4. Abram is Russian and Georgian.

5. Abraam is Georgian.

6. Abraão is Portuguese.

7. Ibrahim is Arabic, Albanian, Bosnian, Malaysian, Indonesian, and Dhivehi (a language spoken in the Maldives). The alternate form İbrahim is Azeri and Turkish, and Îbrahîm is Kurdish.

8. Ebrahim is Persian and Arabic.

9. Ibragim is Chechen and Ossetian.

10. Abramo is Italian.

U.S. General Abram Duryée (1815–90), who served in the Union Army in the Civil War

11. Bram is Dutch and English. Like many modern Dutch names, this too began as a nickname.

12. Braam is Limburgish and Dutch.

13. Ebrima is Western African.

14. Ibrahima is also Western African.

15. Brahim is Maghrebi Arabic, a dialect spoken in North Africa.

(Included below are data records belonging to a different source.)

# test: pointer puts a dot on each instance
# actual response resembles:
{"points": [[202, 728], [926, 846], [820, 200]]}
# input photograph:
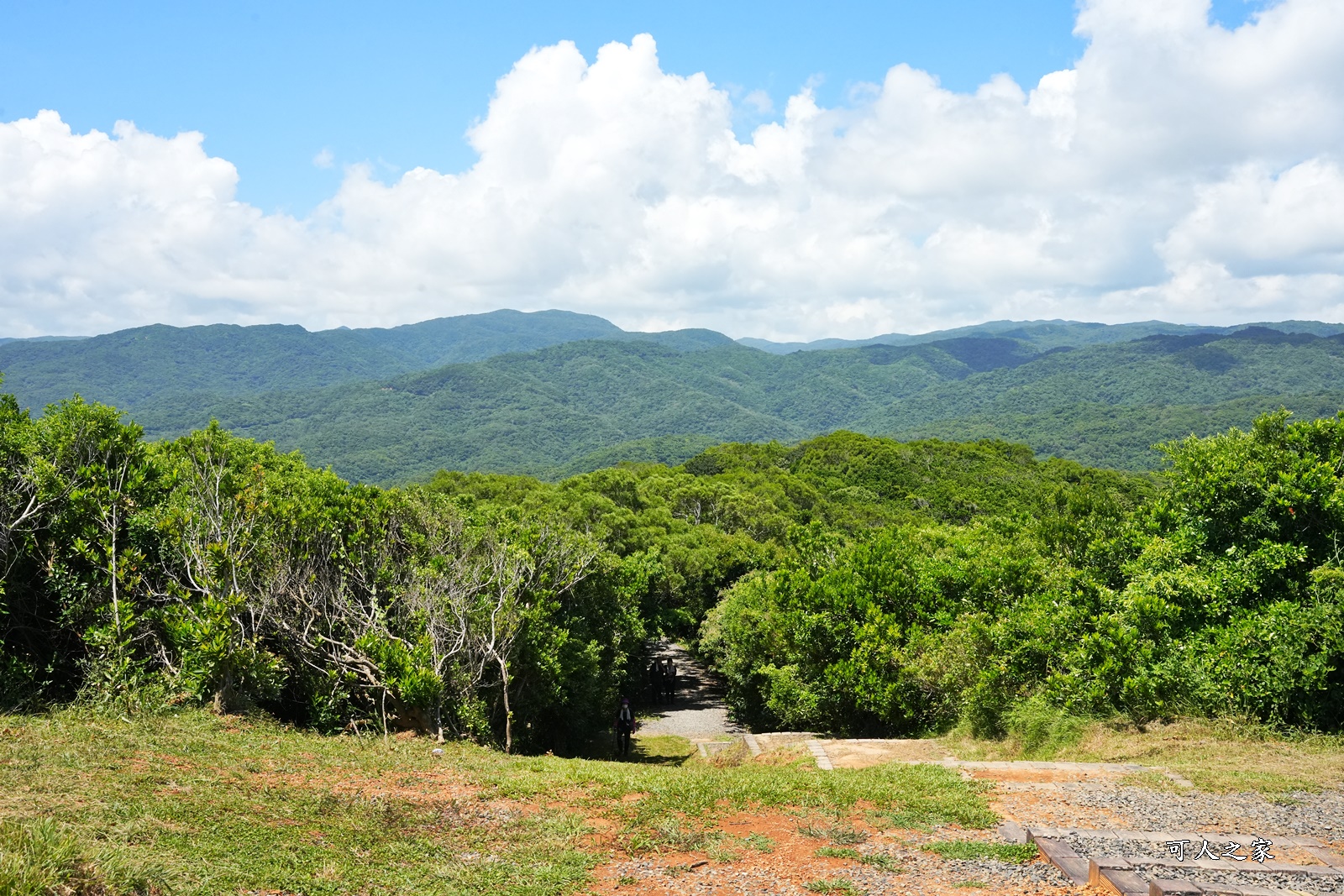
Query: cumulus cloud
{"points": [[1179, 170]]}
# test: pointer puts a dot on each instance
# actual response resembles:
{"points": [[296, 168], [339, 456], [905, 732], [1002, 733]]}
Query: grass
{"points": [[839, 833], [208, 805], [759, 842], [1216, 755], [40, 859], [974, 849], [839, 886]]}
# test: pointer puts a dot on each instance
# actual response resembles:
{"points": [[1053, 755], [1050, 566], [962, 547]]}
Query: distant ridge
{"points": [[555, 392], [1042, 335]]}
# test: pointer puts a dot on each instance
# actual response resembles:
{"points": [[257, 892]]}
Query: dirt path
{"points": [[699, 712], [1102, 824]]}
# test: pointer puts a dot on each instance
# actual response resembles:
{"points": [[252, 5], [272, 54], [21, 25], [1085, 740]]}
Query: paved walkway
{"points": [[699, 712]]}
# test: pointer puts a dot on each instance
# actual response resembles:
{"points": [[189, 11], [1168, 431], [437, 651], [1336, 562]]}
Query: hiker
{"points": [[656, 681], [669, 679], [624, 727]]}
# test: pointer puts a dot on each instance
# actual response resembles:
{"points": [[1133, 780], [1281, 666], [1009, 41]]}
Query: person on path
{"points": [[669, 679], [656, 681], [624, 727]]}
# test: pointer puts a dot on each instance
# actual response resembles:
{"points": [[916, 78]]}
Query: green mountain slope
{"points": [[1045, 335], [585, 405], [366, 402], [132, 365]]}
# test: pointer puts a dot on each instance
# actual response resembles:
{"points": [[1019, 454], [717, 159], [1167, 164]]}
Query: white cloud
{"points": [[1178, 170]]}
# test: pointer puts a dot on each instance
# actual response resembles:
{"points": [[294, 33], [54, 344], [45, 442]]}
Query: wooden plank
{"points": [[1126, 883], [1095, 867], [1334, 860], [1065, 859]]}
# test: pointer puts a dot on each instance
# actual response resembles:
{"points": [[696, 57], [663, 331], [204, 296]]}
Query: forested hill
{"points": [[370, 405], [1045, 335], [588, 405], [128, 367]]}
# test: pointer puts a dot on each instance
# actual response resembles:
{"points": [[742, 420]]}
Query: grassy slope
{"points": [[214, 805]]}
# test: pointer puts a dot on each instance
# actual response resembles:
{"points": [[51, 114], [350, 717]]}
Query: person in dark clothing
{"points": [[656, 681], [624, 727], [669, 680]]}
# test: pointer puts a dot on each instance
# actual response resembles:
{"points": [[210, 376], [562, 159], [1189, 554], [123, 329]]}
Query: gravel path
{"points": [[1305, 815], [699, 711]]}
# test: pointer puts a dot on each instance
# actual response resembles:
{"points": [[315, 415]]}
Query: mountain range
{"points": [[555, 392]]}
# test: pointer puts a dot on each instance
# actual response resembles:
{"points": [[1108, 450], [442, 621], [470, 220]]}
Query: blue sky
{"points": [[396, 83], [837, 170]]}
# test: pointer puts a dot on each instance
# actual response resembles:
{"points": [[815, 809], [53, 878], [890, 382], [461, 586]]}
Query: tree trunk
{"points": [[508, 714]]}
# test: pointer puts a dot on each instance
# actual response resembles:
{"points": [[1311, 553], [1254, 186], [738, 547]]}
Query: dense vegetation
{"points": [[573, 394], [846, 584]]}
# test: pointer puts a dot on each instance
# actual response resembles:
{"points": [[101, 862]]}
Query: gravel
{"points": [[699, 710], [1301, 813], [1305, 815]]}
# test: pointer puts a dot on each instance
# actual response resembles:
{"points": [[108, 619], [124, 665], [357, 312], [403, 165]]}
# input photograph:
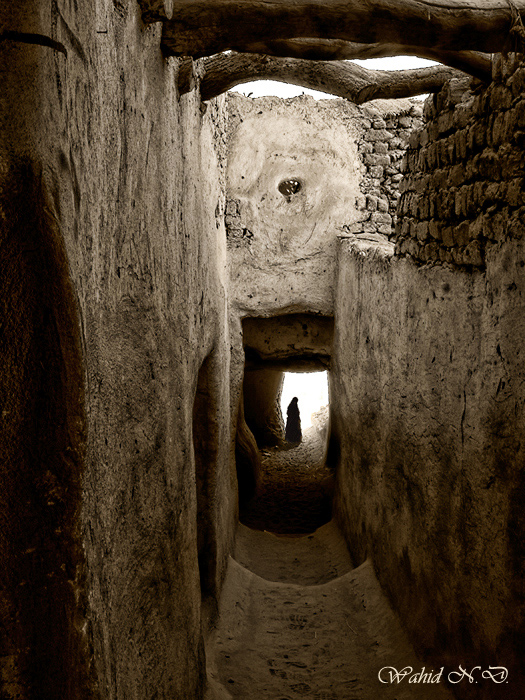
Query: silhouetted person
{"points": [[293, 422]]}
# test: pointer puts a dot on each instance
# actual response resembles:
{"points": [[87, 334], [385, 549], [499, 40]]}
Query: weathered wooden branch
{"points": [[341, 78], [474, 63], [206, 27]]}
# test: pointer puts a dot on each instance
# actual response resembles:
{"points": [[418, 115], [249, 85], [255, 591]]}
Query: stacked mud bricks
{"points": [[465, 171], [382, 145]]}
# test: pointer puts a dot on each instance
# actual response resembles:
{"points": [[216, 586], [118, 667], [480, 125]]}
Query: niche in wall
{"points": [[205, 449]]}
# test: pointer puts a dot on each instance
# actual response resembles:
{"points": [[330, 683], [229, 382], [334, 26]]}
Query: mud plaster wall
{"points": [[428, 408], [347, 160], [113, 294], [281, 249]]}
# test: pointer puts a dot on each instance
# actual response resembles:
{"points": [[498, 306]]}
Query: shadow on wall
{"points": [[41, 450], [205, 448]]}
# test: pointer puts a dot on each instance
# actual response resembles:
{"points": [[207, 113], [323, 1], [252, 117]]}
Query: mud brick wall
{"points": [[464, 189], [386, 130]]}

16. Aaprahami, or Aaprahammi, is Finnish.

17. Abrahán is Spanish.

18. Abraomas is Lithuanian.

19. Abreham is Ethiopian.

20. Âbréhan is Jèrriais.

Israeli soldier Avraham Avigdorov (1929–2012), recipient of the Hero of Israel award (now the Medal of Valour), in 1949

21. Âparâme is Greenlandic.

22. Ápparan is Sami.

23. Avraam is Romanian and modern Greek.

24. Avrom is Yiddish.

25. Brāhēm is Balochi, a language spoken in Iran, Pakistan, and Afghanistan.

26. Ebәrham is Abkhaz.

27. Ibraahiim, or Ibraahim, is Somali.

28. Ibrahimu is Hausa, a language spoken in northern Nigeria.

29. Iprakhim is Chuvash.

30. Obran is Mordvin.

Irish writer Bram Stoker (1847–1912), best-known as the author of Dracula

31. Ôbróm is Kashubian.

32. Habraham is a rare Latin American–Spanish and French–African form.

Female forms:

1. Abra is English. This is also the Latin word for “maid.”

2. Avra is Hebrew. I’ve always really liked this name.

3. Abrahamina is Swedish. I’m not a fan of this one!

4. Abrahamine is Norwegian. I don’t like this one either.

5. Abarrane may be an obscure feminine form of Abraham. Its etymology is unknown.